Ia menyebut, petani rata-rata berusia di atas 40 tahun. Sementara petani dengan usia di bawah 40 tahun, sangat sedikit. Hal ini karena regenerasi petani tidak terjadi. Dan diprediksi 2035 bisa habis petani Indonesia. 

 

"Gak ada yang mau jadi petani," ujarnya.


Oleh karena itu, judul Seribu bayang Purnama dipilih sebagai simbol tokoh Putro yang melahirkan seribu petani baru dan terus lahir petani-petani baru yang mengolah pertaniannya dengan cara alami.


"Simbol karakter petani kita ke depan. Bayang-bayang si Putro ini yang menuntun petani sebagai pilihan bukan karena terpaksa," lanjutnya.


Yahdi berharap, film Seribu Bayang Purnama hasil karyanya ini, juga dapat menginspirasi generasi muda untuk terjun ke dunia pertanian seperti yang dicontohkan Putro Hari Purnomo, tokoh utama film ini.


"Putro adalah seorang pemuda yang bertekad kembali dari kota ke kampung halamannya, untuk menggerakkan para petani agar ikut menerapkan metode pertanian alami," tegasnya.


Film ini lahir sutradara dengan pengalamannya yang cukup panjang sebagai jurnalis TV dan pembuat film-film dokumenter. Film ini dibuat dengan mengambil lokasi di desa-desa di Yogyakarta ini, dipenuhi dengan gambar-gambar sinematik yang indah dan eksotis, yang dapat membuat para penonton merasa seakan berada di alam pedesaan yang mengingatkan akan akar budayanya.
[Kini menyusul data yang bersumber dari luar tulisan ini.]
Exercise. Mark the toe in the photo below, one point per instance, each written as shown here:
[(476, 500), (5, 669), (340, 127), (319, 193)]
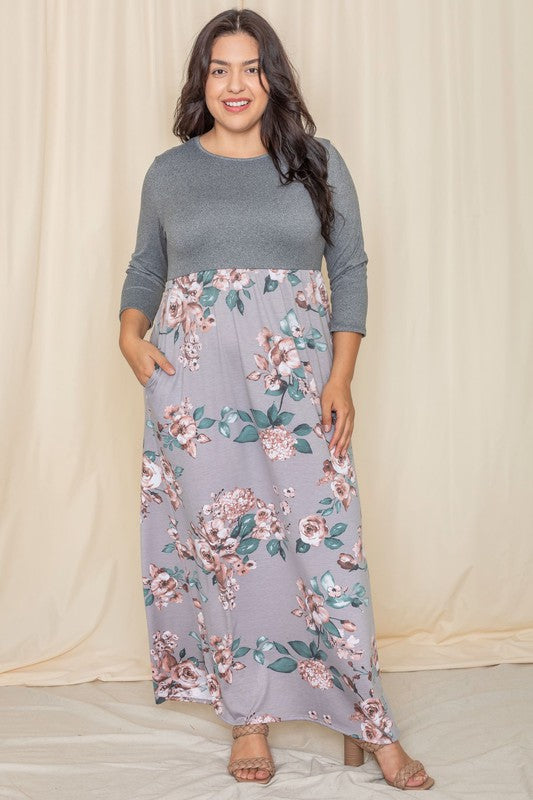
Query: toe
[(418, 778)]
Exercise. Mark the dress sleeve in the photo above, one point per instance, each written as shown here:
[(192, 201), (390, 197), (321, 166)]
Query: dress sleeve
[(346, 258), (146, 274)]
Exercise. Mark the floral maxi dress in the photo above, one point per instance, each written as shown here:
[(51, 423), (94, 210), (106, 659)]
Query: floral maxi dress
[(256, 585)]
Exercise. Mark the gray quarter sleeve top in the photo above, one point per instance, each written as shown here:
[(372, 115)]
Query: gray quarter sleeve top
[(201, 211)]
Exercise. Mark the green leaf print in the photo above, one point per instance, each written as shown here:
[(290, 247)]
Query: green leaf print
[(283, 665), (331, 628), (248, 546), (209, 296), (206, 422), (248, 434), (327, 581), (261, 419), (273, 546), (338, 529)]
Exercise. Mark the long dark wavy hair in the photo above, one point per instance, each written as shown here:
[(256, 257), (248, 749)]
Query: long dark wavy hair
[(287, 128)]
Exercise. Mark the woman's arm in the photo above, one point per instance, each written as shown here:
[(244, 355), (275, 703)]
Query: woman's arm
[(346, 261), (144, 283)]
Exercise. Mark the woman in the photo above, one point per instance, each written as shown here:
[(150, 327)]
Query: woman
[(255, 579)]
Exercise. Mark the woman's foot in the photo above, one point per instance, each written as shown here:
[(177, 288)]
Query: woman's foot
[(251, 746), (391, 758)]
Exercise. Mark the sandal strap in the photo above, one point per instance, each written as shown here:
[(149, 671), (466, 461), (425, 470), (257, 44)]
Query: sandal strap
[(405, 772), (370, 747), (253, 762), (252, 727)]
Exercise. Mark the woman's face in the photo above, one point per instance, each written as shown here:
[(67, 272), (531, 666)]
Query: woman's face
[(234, 75)]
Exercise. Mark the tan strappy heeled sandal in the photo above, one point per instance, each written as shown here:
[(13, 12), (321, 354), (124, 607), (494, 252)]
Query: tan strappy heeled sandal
[(354, 756), (251, 762)]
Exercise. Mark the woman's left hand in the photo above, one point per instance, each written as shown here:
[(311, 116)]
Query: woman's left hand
[(336, 397)]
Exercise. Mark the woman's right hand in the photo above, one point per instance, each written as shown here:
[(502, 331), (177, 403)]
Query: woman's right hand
[(142, 357)]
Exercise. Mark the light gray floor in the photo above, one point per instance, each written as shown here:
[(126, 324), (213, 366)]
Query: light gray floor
[(472, 729)]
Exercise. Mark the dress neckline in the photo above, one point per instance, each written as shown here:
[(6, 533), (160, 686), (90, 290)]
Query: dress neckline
[(200, 146)]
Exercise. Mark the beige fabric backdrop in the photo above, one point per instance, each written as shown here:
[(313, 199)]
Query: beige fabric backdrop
[(429, 102)]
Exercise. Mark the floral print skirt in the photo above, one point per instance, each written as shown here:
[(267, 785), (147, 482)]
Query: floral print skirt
[(256, 585)]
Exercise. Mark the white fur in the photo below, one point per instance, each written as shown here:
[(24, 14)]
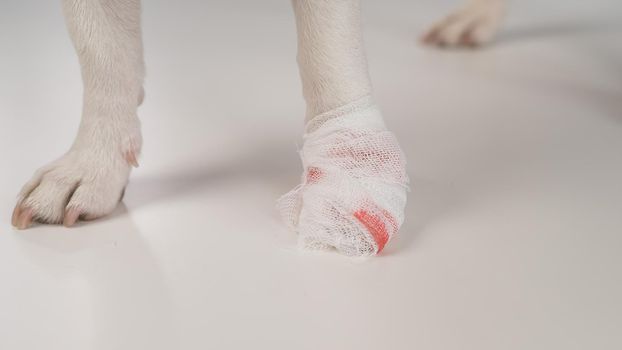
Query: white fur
[(91, 177)]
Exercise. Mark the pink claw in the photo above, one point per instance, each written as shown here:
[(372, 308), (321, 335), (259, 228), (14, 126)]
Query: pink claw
[(71, 216), (16, 212)]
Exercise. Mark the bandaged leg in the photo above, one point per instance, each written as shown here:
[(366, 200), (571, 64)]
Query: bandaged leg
[(353, 189)]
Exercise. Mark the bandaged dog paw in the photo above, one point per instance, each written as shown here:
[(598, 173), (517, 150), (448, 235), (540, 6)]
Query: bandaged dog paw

Film Seribu Bayang Purnama akan tayang serentak di jaringan bioskop nasional mulai tanggal 3 Juli 2025, seperti XXI, CGV, CINEPOLIS, dan SAM'S STUDIO.


Disebutkan juga oleh Yahdi, bahwa seluruh keuntungan tiket Film Seribu Bayang Purnama akan digunakan sepenuhnya untuk menjalankan program pemberdayaan petani.
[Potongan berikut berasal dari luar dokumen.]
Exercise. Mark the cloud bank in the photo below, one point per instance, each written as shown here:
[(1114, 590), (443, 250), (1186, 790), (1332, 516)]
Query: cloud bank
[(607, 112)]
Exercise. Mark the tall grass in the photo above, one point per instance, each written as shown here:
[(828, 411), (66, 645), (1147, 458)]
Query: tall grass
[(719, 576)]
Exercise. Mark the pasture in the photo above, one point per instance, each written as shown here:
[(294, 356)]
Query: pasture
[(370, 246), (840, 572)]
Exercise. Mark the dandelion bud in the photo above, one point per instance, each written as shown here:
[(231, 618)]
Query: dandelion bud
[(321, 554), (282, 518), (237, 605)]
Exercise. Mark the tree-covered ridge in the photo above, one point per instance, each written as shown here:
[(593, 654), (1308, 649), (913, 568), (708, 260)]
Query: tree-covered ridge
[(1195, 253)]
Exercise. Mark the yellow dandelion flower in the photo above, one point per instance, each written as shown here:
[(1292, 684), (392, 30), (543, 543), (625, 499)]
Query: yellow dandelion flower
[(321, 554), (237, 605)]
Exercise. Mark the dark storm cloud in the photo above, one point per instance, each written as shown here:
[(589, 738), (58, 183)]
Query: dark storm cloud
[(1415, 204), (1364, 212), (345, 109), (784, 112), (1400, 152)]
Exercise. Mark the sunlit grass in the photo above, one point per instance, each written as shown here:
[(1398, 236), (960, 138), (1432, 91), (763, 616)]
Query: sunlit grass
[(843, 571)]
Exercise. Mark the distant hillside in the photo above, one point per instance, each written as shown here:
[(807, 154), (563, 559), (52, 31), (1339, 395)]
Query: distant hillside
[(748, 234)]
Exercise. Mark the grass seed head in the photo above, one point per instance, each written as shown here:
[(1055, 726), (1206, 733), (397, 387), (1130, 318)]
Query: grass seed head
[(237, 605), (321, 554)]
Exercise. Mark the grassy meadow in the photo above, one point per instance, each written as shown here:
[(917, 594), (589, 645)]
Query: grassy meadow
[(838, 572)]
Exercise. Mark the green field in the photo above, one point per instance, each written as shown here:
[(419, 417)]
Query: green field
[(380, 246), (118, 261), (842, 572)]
Film ini juga diklaim sebagai film pertama dalam sejarah perfilman Indonesia yang mengangkat tema pertanian. Film layar lebar yang mengangkat sepenuhnya problematika para petani di pedesaan masa kini, yang mungkin tidak banyak diketahui oleh masyarakat perkotaan.


Di dalam film ini diceritakan bagaimana sulitnya para petani memperoleh modal untuk mengolah lahan mereka, antara lain karena mahalnya harga pupuk dan pestisida kimia yang sudah biasa digunakan para petani. Akibatnya, para petani terperosok ke dalam jeratan para rentenir yang menerapkan bunga pinjaman selangit, sehingga para petani pun hidup dalam lingkaran kemiskinan yang tak berkesudahan.
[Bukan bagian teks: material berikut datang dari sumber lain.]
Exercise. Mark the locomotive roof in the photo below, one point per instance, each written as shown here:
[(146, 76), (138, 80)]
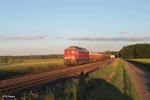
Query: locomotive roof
[(79, 48)]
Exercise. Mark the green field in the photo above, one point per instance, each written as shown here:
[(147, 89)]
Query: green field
[(110, 82), (141, 63), (145, 61), (29, 66)]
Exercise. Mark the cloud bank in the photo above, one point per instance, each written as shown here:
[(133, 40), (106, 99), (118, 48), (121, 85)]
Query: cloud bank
[(134, 39), (28, 37)]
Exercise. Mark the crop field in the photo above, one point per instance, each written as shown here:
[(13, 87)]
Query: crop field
[(29, 66), (142, 63), (110, 82)]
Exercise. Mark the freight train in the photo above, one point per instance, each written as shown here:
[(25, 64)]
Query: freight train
[(75, 55)]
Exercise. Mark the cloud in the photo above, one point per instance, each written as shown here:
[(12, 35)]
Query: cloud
[(133, 39), (28, 37), (124, 32)]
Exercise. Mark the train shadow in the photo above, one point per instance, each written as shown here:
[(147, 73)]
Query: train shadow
[(98, 89)]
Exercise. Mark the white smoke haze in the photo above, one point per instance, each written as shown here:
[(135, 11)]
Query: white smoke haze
[(130, 39)]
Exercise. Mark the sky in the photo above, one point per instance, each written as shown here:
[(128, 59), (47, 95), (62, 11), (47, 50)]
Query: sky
[(41, 27)]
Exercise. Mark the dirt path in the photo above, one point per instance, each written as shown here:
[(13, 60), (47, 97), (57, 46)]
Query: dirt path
[(141, 79)]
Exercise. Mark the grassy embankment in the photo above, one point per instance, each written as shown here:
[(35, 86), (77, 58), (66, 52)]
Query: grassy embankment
[(29, 66), (111, 82), (142, 63)]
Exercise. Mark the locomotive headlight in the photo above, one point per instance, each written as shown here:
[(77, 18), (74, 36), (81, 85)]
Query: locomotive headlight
[(72, 57)]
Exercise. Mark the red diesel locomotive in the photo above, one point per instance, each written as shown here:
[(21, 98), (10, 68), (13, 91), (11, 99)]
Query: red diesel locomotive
[(75, 55)]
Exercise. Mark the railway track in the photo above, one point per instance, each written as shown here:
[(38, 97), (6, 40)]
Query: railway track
[(11, 86)]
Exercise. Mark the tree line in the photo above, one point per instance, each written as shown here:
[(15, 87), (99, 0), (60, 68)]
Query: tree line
[(9, 59), (135, 51)]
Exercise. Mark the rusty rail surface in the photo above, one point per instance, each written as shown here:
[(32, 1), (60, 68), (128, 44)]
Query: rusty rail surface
[(10, 86)]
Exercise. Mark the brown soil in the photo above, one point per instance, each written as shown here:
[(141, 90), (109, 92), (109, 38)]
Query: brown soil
[(141, 78)]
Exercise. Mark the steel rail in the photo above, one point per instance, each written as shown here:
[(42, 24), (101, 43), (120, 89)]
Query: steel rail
[(13, 85)]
Nasib para petani yang kurang beruntung inilah, yang menginspirasi Yahdi Jamhur, sutradara film Seribu Bayang Purnama, untuk mengangkat kegelisahan para petani masa kini ke dalam sebuah film, dengan harapan masyarakat luas dapat lebih memahami derita para petani. Lantaran para petani inilah, yang menjadi tiang utama atau tulang punggung pengadaan pangan secara nasional.


Keinginan membuat film Seribu Bayang Purnama, dipicu oleh tantangan dan dukungan penuh dari produser eksekutif film ini, Joao Mota seorang penggiat pertanian alami dan sosok yang sangat peduli dengan pertanian dan nasib petani Indonesia datang membawa ide cerita, kisah sukses seorang petani muda di Nusa Tenggara Timur (NTT) yang berhasil mempelopori Metode Tani Nusantara, sebuah metode pertanian alami yang mudah, murah dan sederhana.


Dengan menerapkan metode tersebut, para petani tidak perlu lagi bergantung kepada para rentenir dan pupuk pestisida pabrikan berbahan baku kimia yang harganya cukup mahal serta bisa menekan biaya pertanian hingga 80 persen.


Namun untuk menerapkan metode pertanian alami di desa yang sudah sangat bergantung pada pupuk dan pestisida pabrikan, tentunya tidak mudah. Perjuangan para perintis metode pertanian alami pastinya mendapatkan perlawanan keras dari juragan penjual pupuk kimia pabrikan, seperti yang digambarkan dalam film Seribu Bayang Purnama. Konflik antara pejuang tani alami dengan juragan pupuk pabrikan, yang diwarnai kisah cinta yang juga problematik, menjadi bagian paling menarik dalam film ini.


Film produksi Baraka Film ini didukung alur cerita dan penokohan yang kuat, melalui skenario yang ditulis oleh Swastika Nohara, yang pernah meraih dua Piala Maya untuk kategori Penulis Skenario Terpilih, serta nominasi sebagai penulis skenario terbaik pada ajang bergengsi FFI 2014.